If you knew that in one month’s time this whole congregation was coming to your house – we’re going to look in every room, we’re going to open every drawer, every cabinet; we’re looking in all the closets, under every bed, every inch of your home, every inch of your garden – what would you do? After you recover from your panic attack, what would you do? You’d tidy up your teenager’s bedroom, wouldn’t you? You’d throw out the trash. You’d mow the lawn. You’d paint the fence. You’d fix the gutters. You’d recover the stained sofa. You’d do whatever you had to do to get your house ready because we’re coming.
Beloved, the Lord Jesus Christ is coming to visit your life. He’s coming, and Paul wants you to be ready. What are you doing to get ready?
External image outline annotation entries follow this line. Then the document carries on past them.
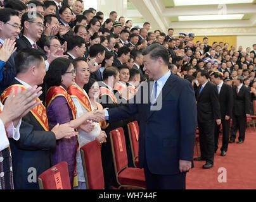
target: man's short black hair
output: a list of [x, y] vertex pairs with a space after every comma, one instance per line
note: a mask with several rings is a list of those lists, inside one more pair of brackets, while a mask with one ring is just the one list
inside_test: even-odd
[[15, 61], [17, 73], [26, 73], [32, 65], [38, 67], [44, 61], [44, 54], [35, 49], [24, 49], [15, 56]]
[[99, 53], [103, 54], [105, 48], [101, 44], [94, 44], [90, 47], [89, 55], [91, 57], [95, 57]]
[[11, 16], [18, 16], [18, 11], [11, 8], [3, 8], [0, 9], [0, 21], [6, 23], [11, 20]]
[[9, 0], [4, 5], [5, 8], [11, 8], [16, 11], [23, 11], [27, 8], [27, 6], [20, 0]]
[[44, 16], [44, 26], [46, 25], [47, 23], [48, 23], [49, 24], [51, 23], [51, 21], [53, 20], [52, 18], [56, 18], [56, 19], [58, 19], [57, 16], [53, 14], [49, 14]]
[[117, 76], [118, 72], [118, 69], [114, 66], [110, 66], [105, 68], [103, 73], [103, 80], [108, 78], [110, 76]]
[[80, 47], [83, 44], [86, 44], [84, 39], [80, 36], [70, 36], [67, 40], [67, 51], [72, 50], [76, 46]]
[[44, 8], [46, 9], [50, 6], [54, 6], [56, 7], [56, 10], [57, 10], [57, 6], [53, 1], [44, 1]]
[[162, 45], [154, 44], [148, 46], [143, 52], [143, 55], [150, 54], [150, 59], [156, 60], [162, 57], [163, 61], [168, 65], [169, 63], [169, 54], [168, 50]]
[[121, 57], [122, 54], [127, 55], [131, 52], [130, 49], [127, 46], [124, 46], [118, 49], [117, 51], [117, 57]]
Or are you telling yourself every day, “Well, there’s still time, time enough to indulge, time enough to play. I’ll fix it later.” Living carelessly in your mess. In the chapters to follow, as we’re going to see God willing, we do not have the time that we think. He is coming.
What God is like – He is the triune God and the sovereign Lord. You may go to Him and call upon Him with confidence. How God works – He uses means, the ministry of the Word and deepening Christian love. And what is it He wants? What is the end toward which these means lead us? He wants your holiness. He wants you to be like Christ so that you may enjoy Him and live with Him forever with a happy heart when He comes to take you home. May the Lord give us grace then to pursue that holiness “without which no one shall see the Lord.”
Let us pray.Our God and Father, we come now to praise You that You do indeed work by means, the means of Your Word. O God, may Your Spirit bless it to our hearts to sanctify us in the truth. Your Word is truth. Slay our sin. Forgive us for playing with it, for coddling it, for indulging and excusing it, for living in our mess instead of seeking the renovation necessary to make our hearts ready for the great day when Christ comes to visit at last. Help us to fix our eyes on that day and with longing to cry with the apostle John, “Even so, come Lord Jesus!” For we ask it in His name, amen.